A bit more consideration Mike
I have just looked at the data and fortunately the worst examples are all in a single survey of fungus records. There are nearly 17,000 survey events in this survey, but if i create a query which groups the events by LOCATION_KEY, LOCATION_NAME, SPATIAL_REF and the three VAGUE_DATE fields, this figure is reduced to 1094 distinct events (most of which contain multiple samples, which include both duplicate tree species as associates and duplicate biotope records as well), which give an indication of the scale of the problem. Ideally I would also like to group by COMMENT, but my test query in the Access db will not allow grouping by text fields (I think this is probably a restriction of SQL Server or of ODBC).
We are doubly fortunate since all of this data derives from a single recorder so that is at least one complication I do not have to worry about. I am wondering if you have any idea of a cunning way I could overcome the difficulty in the possible case where there were multiple recorders for any of the samples.
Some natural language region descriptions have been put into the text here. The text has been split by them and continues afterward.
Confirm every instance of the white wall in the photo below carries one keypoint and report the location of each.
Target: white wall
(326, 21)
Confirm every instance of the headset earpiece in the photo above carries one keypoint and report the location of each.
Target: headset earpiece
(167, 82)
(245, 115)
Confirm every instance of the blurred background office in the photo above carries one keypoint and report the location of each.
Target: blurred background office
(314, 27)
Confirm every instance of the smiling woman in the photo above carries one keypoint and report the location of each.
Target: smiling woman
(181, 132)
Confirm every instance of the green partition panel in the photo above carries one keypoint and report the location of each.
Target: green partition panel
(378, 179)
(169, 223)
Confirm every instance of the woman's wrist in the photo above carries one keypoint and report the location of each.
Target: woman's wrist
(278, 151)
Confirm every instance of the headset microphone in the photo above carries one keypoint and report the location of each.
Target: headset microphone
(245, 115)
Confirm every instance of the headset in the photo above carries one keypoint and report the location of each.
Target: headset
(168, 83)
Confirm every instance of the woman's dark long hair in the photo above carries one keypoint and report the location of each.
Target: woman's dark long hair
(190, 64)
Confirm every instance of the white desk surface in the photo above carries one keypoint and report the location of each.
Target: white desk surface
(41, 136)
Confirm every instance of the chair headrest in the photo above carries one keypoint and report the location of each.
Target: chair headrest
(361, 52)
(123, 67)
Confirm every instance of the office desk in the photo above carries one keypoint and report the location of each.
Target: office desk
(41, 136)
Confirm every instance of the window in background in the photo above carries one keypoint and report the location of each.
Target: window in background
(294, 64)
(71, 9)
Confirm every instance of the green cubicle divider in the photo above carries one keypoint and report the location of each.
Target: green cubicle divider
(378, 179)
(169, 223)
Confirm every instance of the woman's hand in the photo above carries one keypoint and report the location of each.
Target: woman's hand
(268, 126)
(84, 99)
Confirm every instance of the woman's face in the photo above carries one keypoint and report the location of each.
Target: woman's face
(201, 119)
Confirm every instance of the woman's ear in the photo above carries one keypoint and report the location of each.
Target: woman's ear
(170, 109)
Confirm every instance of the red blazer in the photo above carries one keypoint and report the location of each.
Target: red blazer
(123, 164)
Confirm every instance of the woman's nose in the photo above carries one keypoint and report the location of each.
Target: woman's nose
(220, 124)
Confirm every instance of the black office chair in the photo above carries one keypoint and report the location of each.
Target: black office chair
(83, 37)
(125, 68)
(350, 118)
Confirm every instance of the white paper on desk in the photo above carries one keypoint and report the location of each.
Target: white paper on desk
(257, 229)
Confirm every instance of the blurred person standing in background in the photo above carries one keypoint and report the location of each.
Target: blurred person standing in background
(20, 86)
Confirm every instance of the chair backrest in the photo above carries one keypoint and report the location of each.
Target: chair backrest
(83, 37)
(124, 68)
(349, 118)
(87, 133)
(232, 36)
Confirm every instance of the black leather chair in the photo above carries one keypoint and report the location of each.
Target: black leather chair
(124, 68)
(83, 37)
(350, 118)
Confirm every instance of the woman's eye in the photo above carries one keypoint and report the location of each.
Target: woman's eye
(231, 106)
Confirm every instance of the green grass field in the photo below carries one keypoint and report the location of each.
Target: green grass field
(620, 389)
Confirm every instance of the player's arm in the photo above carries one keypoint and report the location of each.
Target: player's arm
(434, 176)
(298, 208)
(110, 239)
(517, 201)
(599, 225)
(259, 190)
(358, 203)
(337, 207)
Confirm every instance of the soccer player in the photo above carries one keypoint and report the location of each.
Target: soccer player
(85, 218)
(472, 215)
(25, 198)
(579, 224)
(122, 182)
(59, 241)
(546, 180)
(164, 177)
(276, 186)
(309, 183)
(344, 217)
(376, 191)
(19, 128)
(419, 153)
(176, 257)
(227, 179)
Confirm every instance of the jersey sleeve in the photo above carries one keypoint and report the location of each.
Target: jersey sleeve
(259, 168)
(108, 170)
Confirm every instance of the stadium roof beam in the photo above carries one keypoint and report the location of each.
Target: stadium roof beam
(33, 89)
I can only think that I would need to step through each of the suspected duplicate survey events ensuring that each has exactly the same event recorders associated, or perhaps create a function which sorts and concatenates recorder name keys and group on that as well.
After that I guess I would have to step through the events, checking the samples within for similar correspondences and where I find duplicates would then need to transfer all the occurrences to the first sample within the first event of each group.
After that I would then check each resultant sample for duplicate occurrences, check each occurrence to see if it is recorded as a related occurrence and reassign all the related occurrences of a given taxon to a single example, marking all the others for deletion (perhaps setting the determination/validation fields appropriately?)
Finally I would need to ensure that each of the marked occurrences now no longer features in any related occurrence, before deleting them and any associated determination records etc.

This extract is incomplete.